The idea is to take some real bugs which have been present at some point in Python's asyncio lock and model the problems and the fixes iteratively.
step1.tla models this old version of Python's asyncio lock. The expectation was to get one of the issues mentioned in https://bugs.python.org/issue27585 but instead we get the following error trace:
1: Init
/\ waiters = <<>>
/\ lockState = unlocked
/\ taskStates = (Task1 :> running @@ Task2 :> running @@ Task3 :> running)
2: Cancel
/\ waiters = <<>>
/\ lockState = unlocked
/\ taskStates = (Task1 :> running @@ Task2 :> canceled @@ Task3 :> running)
3: Acquire
/\ waiters = <<>>
/\ lockState = locked
/\ taskStates = (Task1 :> acquired @@ Task2 :> canceled @@ Task3 :> running)
4: Cancel
/\ waiters = <<>>
/\ lockState = locked
/\ taskStates = (Task1 :> canceled @@ Task2 :> canceled @@ Task3 :> running)
5: Acquire
/\ waiters = <<Task3>>
/\ lockState = locked
/\ taskStates = (Task1 :> canceled @@ Task2 :> canceled @@ Task3 :> waiting)
6: Stuttering
What this shows is that we can get a deadlock by cancelling the task which holds the lock. This is something to be aware of, but from the asyncio library's perspective, there is nothing which can be done. Libraries using structured concurrency approaches like trio seem like a natural fit to handle cases like this (python-trio/trio#182).
The bug we where originally interested in happens when a waiting task is
canceled. To get to this issue, in step2.tla we restrict the
Cancel
action to only cancel tasks which are in the waiting
state:
Cancel(task) ==
+ \* Only cancel waiting tasks.
+ /\ taskStates[task] = waiting
/\ taskStates' = [taskStates EXCEPT ![task] = canceled]

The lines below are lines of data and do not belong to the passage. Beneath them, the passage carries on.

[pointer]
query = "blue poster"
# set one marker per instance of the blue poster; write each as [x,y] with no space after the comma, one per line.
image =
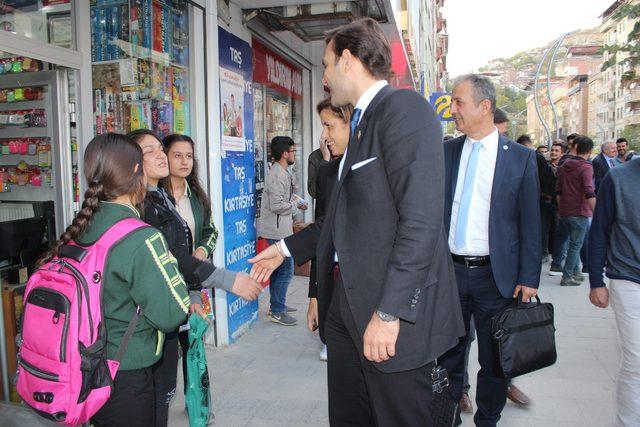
[238,171]
[441,103]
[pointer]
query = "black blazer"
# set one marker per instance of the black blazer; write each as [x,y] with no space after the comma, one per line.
[514,217]
[326,180]
[385,221]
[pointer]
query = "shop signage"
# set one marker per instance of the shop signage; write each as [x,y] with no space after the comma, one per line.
[276,72]
[238,192]
[441,103]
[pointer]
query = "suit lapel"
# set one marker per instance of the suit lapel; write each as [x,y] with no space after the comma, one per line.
[455,164]
[501,163]
[354,142]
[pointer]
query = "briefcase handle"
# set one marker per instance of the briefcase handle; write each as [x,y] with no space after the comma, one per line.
[519,302]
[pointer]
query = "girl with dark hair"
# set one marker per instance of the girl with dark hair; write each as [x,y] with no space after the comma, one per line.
[133,276]
[160,211]
[192,201]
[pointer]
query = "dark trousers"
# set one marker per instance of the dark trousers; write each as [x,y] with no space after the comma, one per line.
[361,395]
[131,403]
[480,298]
[165,374]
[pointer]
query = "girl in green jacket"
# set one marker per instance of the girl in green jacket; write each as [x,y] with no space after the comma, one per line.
[139,271]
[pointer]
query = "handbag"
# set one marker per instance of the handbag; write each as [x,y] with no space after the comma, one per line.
[525,337]
[197,394]
[444,407]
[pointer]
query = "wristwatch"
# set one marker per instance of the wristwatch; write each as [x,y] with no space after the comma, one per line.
[385,317]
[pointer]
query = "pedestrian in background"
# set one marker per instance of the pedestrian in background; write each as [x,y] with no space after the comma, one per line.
[278,206]
[622,145]
[576,201]
[614,248]
[604,162]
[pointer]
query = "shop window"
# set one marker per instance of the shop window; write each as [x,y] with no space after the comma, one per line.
[48,21]
[141,65]
[38,157]
[277,110]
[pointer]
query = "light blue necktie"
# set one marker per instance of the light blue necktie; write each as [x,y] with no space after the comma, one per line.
[465,199]
[355,119]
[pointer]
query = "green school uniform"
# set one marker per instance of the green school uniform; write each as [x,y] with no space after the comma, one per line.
[140,270]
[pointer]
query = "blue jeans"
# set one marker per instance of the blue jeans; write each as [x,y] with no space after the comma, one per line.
[576,227]
[279,283]
[560,241]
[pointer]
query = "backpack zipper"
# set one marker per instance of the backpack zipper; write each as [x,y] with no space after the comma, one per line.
[65,327]
[38,372]
[85,288]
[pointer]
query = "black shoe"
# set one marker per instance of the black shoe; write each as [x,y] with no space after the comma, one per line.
[555,271]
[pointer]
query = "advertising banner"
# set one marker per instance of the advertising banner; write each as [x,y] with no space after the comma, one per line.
[238,188]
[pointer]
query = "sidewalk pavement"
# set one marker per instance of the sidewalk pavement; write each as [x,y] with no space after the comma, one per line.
[272,375]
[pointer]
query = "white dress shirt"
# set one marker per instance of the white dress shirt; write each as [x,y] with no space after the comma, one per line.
[363,102]
[477,237]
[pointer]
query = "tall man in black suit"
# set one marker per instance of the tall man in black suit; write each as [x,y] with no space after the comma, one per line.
[493,223]
[387,300]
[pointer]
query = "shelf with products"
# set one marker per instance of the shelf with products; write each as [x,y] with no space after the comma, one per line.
[140,63]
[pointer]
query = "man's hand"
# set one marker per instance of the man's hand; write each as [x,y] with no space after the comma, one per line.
[527,292]
[599,297]
[200,254]
[312,315]
[324,149]
[265,263]
[245,287]
[380,339]
[197,308]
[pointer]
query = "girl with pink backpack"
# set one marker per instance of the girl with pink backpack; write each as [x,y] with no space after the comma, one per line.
[97,309]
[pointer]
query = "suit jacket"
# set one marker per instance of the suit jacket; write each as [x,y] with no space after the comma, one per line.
[326,180]
[514,215]
[600,169]
[385,221]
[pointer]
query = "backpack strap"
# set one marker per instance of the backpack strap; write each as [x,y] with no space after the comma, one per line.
[120,230]
[109,238]
[131,328]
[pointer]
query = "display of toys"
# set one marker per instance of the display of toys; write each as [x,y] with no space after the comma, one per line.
[19,65]
[25,118]
[21,94]
[23,146]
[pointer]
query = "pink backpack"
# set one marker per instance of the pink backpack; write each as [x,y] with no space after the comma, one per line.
[63,371]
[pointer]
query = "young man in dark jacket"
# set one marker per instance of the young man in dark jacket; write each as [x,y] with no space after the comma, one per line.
[576,201]
[614,242]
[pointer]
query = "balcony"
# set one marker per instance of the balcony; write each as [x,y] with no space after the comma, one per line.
[633,118]
[632,96]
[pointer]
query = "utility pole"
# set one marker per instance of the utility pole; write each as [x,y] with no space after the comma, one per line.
[536,85]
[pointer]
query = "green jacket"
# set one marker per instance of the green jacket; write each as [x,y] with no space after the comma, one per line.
[140,270]
[206,234]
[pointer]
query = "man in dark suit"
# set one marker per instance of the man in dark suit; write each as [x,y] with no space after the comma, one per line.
[607,159]
[493,223]
[387,300]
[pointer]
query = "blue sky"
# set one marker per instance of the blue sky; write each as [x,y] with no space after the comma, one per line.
[481,30]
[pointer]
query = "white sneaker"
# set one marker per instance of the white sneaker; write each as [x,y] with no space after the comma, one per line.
[323,353]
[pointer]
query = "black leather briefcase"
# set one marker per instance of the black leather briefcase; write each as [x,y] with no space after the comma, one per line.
[525,337]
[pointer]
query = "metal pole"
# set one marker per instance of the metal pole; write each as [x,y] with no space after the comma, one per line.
[535,94]
[553,107]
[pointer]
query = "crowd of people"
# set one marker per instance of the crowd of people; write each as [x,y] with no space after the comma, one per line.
[416,244]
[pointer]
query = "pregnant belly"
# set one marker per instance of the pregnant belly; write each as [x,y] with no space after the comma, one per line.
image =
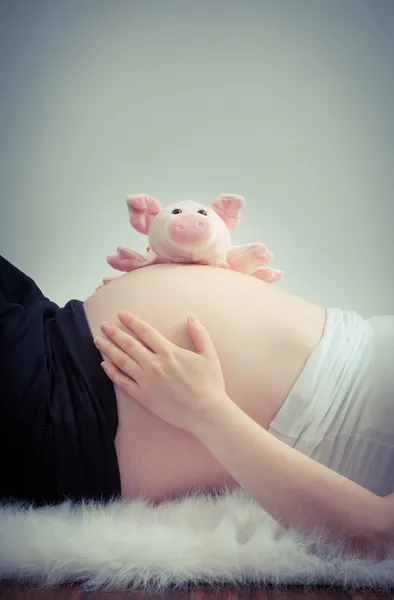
[263,338]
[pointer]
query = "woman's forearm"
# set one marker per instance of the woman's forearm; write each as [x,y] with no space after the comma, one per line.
[291,487]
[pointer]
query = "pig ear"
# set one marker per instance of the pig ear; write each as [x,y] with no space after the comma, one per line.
[142,211]
[228,207]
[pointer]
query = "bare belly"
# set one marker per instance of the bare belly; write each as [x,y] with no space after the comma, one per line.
[263,337]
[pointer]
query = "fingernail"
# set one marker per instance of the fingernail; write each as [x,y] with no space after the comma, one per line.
[123,314]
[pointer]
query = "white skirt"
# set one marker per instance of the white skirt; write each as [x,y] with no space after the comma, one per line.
[340,412]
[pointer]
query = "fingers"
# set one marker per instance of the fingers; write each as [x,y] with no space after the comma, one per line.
[201,339]
[127,384]
[148,334]
[123,360]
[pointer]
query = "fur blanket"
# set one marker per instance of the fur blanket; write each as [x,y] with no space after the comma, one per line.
[223,539]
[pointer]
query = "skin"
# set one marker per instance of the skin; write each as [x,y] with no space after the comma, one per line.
[184,387]
[263,337]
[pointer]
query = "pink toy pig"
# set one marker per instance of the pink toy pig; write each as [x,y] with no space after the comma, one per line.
[190,232]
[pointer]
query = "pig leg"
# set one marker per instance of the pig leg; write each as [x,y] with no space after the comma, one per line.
[128,260]
[267,274]
[249,257]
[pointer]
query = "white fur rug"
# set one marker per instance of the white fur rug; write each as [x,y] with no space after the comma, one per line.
[197,539]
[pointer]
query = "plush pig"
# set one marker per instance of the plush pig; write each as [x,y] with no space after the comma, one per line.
[190,232]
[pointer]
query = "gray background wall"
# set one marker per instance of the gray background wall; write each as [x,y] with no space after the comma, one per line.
[289,103]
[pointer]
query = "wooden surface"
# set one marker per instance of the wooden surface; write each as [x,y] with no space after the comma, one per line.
[9,591]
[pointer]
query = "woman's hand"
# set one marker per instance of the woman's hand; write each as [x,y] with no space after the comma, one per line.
[180,386]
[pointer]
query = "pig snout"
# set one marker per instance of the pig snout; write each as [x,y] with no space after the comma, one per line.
[189,229]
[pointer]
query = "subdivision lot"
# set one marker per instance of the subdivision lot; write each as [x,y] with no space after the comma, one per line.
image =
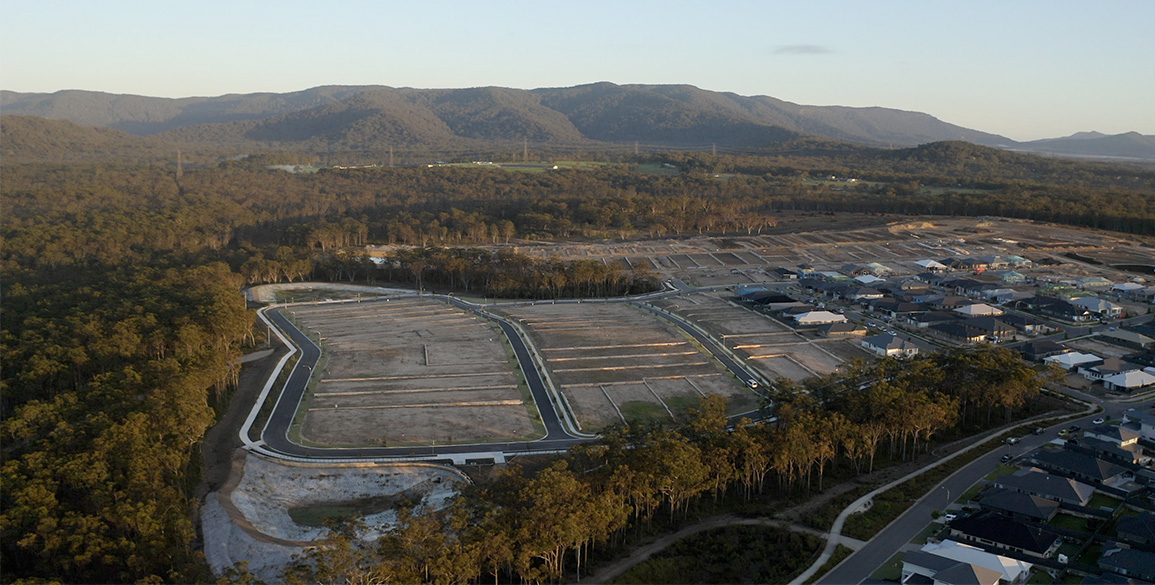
[765,343]
[616,363]
[410,371]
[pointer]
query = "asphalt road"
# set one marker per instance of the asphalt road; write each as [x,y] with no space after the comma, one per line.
[866,560]
[276,432]
[275,435]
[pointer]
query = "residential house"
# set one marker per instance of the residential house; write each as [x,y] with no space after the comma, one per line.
[958,332]
[991,326]
[1028,325]
[888,345]
[1103,309]
[1138,530]
[1038,350]
[1011,278]
[1094,282]
[931,265]
[1125,288]
[1107,450]
[894,308]
[1110,367]
[1036,482]
[784,273]
[1019,261]
[1146,422]
[993,263]
[1129,562]
[993,530]
[1080,466]
[924,568]
[923,320]
[818,318]
[1130,382]
[1071,361]
[1013,571]
[978,310]
[1113,434]
[1060,309]
[1125,338]
[842,330]
[862,294]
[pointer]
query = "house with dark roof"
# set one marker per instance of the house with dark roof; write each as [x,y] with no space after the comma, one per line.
[923,320]
[842,330]
[993,327]
[1110,367]
[1131,339]
[784,273]
[894,308]
[1043,484]
[1129,562]
[958,332]
[1107,450]
[1028,325]
[1080,466]
[1041,349]
[889,346]
[1113,434]
[1145,420]
[1137,530]
[1060,309]
[993,530]
[861,294]
[1018,505]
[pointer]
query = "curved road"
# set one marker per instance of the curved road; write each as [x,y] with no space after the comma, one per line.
[865,561]
[275,436]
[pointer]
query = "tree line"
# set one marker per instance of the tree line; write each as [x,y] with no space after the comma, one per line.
[107,382]
[544,526]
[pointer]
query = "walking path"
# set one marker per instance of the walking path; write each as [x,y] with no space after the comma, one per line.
[641,554]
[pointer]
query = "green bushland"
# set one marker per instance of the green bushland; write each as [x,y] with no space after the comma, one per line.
[731,554]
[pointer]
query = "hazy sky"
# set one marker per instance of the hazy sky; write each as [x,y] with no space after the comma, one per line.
[1025,69]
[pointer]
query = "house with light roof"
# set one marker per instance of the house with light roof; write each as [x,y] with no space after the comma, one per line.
[1011,570]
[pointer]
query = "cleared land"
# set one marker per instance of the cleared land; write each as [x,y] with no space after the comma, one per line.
[765,343]
[615,363]
[411,371]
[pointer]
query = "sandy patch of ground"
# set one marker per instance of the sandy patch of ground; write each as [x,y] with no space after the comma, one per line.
[248,519]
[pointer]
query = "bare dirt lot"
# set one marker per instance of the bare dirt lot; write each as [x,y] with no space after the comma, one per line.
[616,363]
[411,371]
[828,241]
[765,343]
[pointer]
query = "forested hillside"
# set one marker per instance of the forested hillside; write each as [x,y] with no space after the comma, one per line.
[123,313]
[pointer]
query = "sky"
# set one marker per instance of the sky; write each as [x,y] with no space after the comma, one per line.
[1025,69]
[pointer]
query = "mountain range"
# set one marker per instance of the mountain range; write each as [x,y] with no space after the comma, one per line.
[375,117]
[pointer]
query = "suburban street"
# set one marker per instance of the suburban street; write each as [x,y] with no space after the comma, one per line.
[865,561]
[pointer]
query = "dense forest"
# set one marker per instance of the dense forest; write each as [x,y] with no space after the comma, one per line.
[123,319]
[543,525]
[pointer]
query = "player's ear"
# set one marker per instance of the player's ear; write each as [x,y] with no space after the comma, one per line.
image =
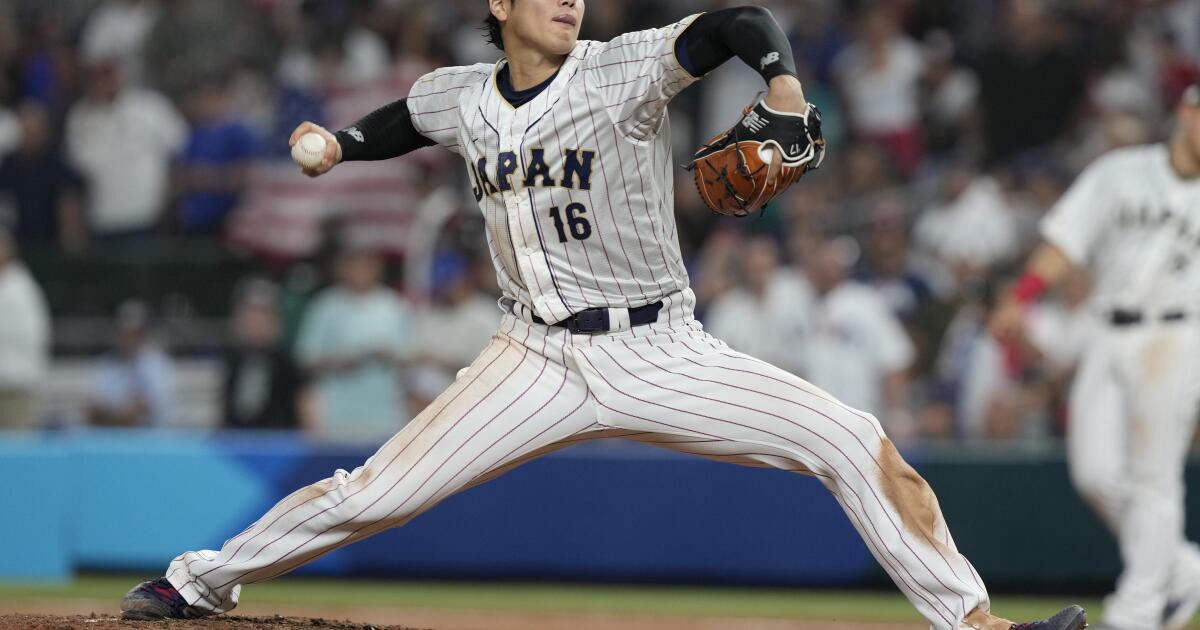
[499,10]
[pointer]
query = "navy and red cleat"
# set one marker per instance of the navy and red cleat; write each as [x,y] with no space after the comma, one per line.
[157,599]
[1069,618]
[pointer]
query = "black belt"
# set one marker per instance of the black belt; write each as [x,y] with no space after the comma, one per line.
[591,321]
[1123,317]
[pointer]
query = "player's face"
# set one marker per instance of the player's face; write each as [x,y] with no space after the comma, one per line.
[551,27]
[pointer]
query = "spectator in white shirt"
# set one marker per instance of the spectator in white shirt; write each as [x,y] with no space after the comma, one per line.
[761,315]
[454,329]
[123,141]
[24,339]
[118,30]
[355,342]
[972,227]
[133,385]
[853,346]
[880,76]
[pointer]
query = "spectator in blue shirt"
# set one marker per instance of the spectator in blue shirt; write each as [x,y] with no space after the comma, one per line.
[45,192]
[215,163]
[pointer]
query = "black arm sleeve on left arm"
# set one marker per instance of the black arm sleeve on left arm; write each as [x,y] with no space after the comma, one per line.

/\ UNCHANGED <<waiters, lockState>>
This works, the error trace shows the problem:
1: Init
/\ waiters = <<>>
/\ lockState = unlocked
/\ taskStates = (Task1 :> running @@ Task2 :> running @@ Task3 :> running)
2: Acquire
/\ waiters = <<>>
/\ lockState = locked
/\ taskStates = (Task1 :> running @@ Task2 :> acquired @@ Task3 :> running)
3: Acquire
/\ waiters = <<Task1>>
/\ lockState = locked
/\ taskStates = (Task1 :> waiting @@ Task2 :> acquired @@ Task3 :> running)
4: Cancel
/\ waiters = <<Task1>>
/\ lockState = locked
/\ taskStates = (Task1 :> canceled @@ Task2 :> acquired @@ Task3 :> running)
5: Release
/\ waiters = <<Task1>>
/\ lockState = unlocked
/\ taskStates = (Task1 :> canceled @@ Task2 :> done @@ Task3 :> running)
6: Acquire
/\ waiters = <<Task1, Task3>>
/\ lockState = unlocked
/\ taskStates = (Task1 :> canceled @@ Task2 :> done @@ Task3 :> waiting)
7: Stuttering
The bug is that the lock can't be acquired when there are waiters in the queue, even if they have been all canceled. The fix is to simply account for this case python/asyncio#393:
From bbe53f381fbade4f8c1d04b2a463270710f1392a Mon Sep 17 00:00:00 2001
From: Guido van Rossum <guido@python.org>
Date: Thu, 4 Aug 2016 09:12:07 -0700
Subject: [PATCH] Avoid deadlock when a cancelled future is in self._waiters.
---
asyncio/locks.py | 2 +-
1 file changed, 1 insertion(+), 1 deletion(-)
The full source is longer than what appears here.